Make emacs never open up a new instance

How would you set emacs up to never create any new frame. If I want frames, I will do that from inside emacs.

Annoyingly, whenever I click a file from a file manager outside emacs, this opens up a completely new instance of emacs, with all the long loading time going along with that.

Opening a bunch of files, each taking like 5 seconds to finally load is not very convenient. So what I want to do is this: Whenever I click a file on the file manager, I want that file to be opend up in the one instance of emacs that is already running as a new buffer.

How would I do that?

Using emacs 24.3.1 on Fedora 19 with Gnome 3.8.4

Upvotes: 1

Views: 1869

Answers (2)

abo-abo
abo-abo

Reputation: 20362

Here's what I did. I have Ubuntu, but I'm pretty sure that Gnome also uses /usr/share/applications/.

Here's my /usr/local/share/applications/emacsclient.desktop:

[Desktop Entry]
Name=Emacsclient
GenericName=Text Editor
Comment=View and edit files
MimeType=text/english;text/plain;text/x-makefile;text/x-c++hdr;text/x-c++src;text/x-chdr;text/x-csrc;text/x-java;text/x-moc;text/x-pascal;text/x-tcl;text/x-tex;application/x-shellscript;text/x-c;text/x-c++;
Exec=/usr/local/bin/emacsclient %F
Icon=emacs
Type=Application
Terminal=false
Categories=Development;TextEditor;
StartupWMClass=Emacs

Here's my /usr/local/share/applications/emacs.desktop(just for completeness):

[Desktop Entry]
Name=Emacs
GenericName=Text Editor
Comment=Edit text
MimeType=text/english;text/plain;text/x-makefile;text/x-c++hdr;text/x-c++src;text/x-chdr;text/x-csrc;text/x-java;text/x-moc;text/x-pascal;text/x-tcl;text/x-tex;application/x-shellscript;text/x-c;text/x-c++;
Exec=emacs %F
Icon=emacs
Type=Application
Terminal=false
Categories=Development;TextEditor;
StartupWMClass=Emacs

The command to update these shortcuts without rebooting is:

sudo update-desktop-database

Now you should have an Emacsclient entry in your file managers "open with" dialog.
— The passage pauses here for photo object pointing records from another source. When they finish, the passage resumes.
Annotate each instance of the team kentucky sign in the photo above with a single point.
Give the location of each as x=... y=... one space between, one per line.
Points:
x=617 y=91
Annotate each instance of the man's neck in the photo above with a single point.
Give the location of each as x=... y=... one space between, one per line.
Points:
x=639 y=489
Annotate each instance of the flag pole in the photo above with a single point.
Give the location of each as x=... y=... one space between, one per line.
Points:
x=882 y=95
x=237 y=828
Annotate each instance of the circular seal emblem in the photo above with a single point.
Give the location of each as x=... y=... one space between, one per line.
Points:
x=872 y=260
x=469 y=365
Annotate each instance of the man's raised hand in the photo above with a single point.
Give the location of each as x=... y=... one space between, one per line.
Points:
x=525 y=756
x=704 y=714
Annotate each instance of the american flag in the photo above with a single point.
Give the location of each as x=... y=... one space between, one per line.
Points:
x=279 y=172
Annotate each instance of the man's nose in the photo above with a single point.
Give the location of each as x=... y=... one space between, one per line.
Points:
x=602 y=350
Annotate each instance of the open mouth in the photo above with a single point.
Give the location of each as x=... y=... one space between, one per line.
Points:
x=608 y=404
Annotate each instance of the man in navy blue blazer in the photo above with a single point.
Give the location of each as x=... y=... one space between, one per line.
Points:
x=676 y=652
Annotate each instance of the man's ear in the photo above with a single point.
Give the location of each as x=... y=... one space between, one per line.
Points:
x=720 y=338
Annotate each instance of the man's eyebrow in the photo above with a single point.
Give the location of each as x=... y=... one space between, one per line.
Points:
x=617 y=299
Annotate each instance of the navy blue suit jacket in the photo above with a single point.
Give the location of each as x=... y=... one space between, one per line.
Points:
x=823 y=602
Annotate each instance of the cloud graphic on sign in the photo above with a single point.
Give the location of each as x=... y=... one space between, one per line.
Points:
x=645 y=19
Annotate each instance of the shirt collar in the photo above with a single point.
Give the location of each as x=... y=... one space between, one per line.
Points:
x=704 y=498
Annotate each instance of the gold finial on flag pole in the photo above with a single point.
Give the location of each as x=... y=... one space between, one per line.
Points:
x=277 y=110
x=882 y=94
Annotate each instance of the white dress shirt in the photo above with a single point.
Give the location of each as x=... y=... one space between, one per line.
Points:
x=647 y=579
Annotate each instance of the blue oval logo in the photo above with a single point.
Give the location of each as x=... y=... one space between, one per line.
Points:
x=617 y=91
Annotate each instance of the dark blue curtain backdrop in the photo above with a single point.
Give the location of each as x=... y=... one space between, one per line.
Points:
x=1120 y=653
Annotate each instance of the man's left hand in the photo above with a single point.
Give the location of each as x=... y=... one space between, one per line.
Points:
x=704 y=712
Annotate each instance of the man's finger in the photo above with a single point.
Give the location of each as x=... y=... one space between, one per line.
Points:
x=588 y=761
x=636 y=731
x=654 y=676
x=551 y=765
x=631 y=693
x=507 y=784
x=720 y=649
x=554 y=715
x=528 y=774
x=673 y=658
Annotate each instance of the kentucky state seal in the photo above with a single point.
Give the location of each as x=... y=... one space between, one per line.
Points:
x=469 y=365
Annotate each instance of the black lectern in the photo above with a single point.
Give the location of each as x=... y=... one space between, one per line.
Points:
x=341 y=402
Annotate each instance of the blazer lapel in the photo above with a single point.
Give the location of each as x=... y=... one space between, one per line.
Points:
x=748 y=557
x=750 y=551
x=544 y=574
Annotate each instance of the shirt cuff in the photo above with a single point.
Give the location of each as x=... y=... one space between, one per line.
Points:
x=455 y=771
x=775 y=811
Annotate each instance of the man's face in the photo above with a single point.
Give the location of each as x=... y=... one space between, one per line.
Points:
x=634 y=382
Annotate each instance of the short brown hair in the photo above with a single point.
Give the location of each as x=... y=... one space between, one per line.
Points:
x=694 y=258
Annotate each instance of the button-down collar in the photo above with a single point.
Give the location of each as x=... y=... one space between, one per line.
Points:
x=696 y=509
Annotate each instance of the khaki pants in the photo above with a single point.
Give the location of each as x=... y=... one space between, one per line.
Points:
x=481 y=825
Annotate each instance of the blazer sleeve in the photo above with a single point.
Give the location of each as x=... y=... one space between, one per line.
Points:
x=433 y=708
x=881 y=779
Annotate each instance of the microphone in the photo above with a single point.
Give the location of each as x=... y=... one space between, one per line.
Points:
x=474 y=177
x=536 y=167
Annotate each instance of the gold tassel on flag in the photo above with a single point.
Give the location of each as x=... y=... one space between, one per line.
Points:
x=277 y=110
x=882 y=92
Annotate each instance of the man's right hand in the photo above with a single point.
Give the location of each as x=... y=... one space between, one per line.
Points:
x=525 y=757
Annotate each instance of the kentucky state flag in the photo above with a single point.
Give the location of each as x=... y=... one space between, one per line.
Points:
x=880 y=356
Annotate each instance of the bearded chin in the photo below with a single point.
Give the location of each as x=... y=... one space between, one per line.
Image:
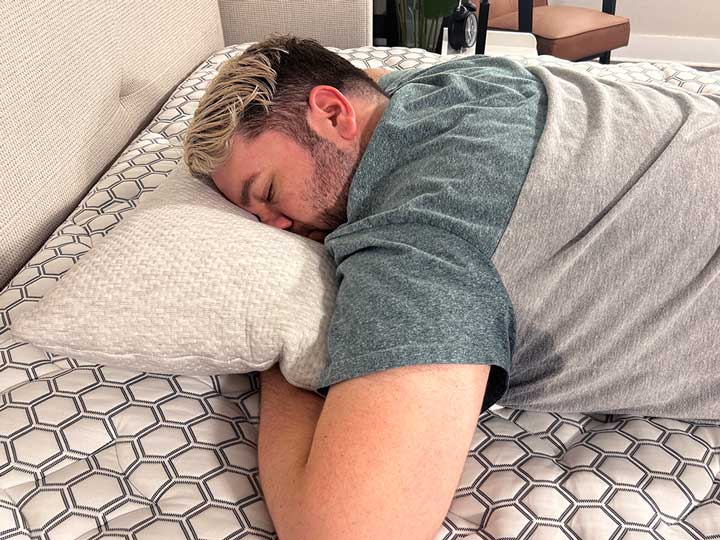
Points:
x=334 y=170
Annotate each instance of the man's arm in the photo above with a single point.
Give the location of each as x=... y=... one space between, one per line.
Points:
x=380 y=459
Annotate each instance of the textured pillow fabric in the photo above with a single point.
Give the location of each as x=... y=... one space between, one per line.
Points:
x=190 y=284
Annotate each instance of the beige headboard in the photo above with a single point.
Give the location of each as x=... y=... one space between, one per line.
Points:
x=79 y=79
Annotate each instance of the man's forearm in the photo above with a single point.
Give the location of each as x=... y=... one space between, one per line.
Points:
x=288 y=417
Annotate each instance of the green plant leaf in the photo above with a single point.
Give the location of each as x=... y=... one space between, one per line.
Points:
x=437 y=8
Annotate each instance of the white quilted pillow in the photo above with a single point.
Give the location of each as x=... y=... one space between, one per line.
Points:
x=189 y=283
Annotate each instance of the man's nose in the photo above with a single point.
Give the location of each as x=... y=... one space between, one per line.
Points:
x=276 y=219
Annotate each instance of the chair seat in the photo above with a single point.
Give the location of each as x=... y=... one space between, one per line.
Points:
x=571 y=32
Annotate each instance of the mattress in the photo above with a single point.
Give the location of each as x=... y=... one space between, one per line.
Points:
x=90 y=451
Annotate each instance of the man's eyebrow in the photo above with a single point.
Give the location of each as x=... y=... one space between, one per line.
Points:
x=245 y=193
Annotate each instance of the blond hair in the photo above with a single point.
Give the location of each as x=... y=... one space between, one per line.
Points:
x=266 y=87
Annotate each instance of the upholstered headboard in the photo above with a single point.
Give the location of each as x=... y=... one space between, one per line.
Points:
x=79 y=78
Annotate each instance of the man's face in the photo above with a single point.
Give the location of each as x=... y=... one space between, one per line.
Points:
x=287 y=186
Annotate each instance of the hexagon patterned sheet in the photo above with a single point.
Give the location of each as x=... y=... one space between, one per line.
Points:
x=89 y=452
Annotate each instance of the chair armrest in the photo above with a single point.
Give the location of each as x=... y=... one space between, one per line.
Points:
x=525 y=9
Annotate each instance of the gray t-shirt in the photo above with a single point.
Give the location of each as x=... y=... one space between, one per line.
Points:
x=427 y=207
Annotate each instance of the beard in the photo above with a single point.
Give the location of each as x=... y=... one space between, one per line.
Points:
x=329 y=187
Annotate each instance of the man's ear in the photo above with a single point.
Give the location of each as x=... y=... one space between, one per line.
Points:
x=331 y=115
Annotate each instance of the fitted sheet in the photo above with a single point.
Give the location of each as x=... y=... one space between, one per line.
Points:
x=90 y=451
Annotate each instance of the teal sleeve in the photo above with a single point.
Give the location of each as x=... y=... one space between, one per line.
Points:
x=416 y=294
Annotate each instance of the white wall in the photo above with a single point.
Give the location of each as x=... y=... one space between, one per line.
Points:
x=686 y=31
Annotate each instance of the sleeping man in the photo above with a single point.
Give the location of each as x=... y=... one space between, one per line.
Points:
x=482 y=216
Make the associations and the files will open in emacs with a click of a mouse. Just make sure to have in your ~/.emacs:

(require 'server)
(or (server-running-p) (server-start))

Upvotes: 2

You want to start one single instance of emacs (which should start a server using (server-start) in your ~/.emacs) and then use emacsclient. You probably should

  export EDITOR=emacsclient

in e.g. your ~/.bashrc

See invoking emacsclient (in Emacs documentation) and EmacsClient (in Emacs Wiki).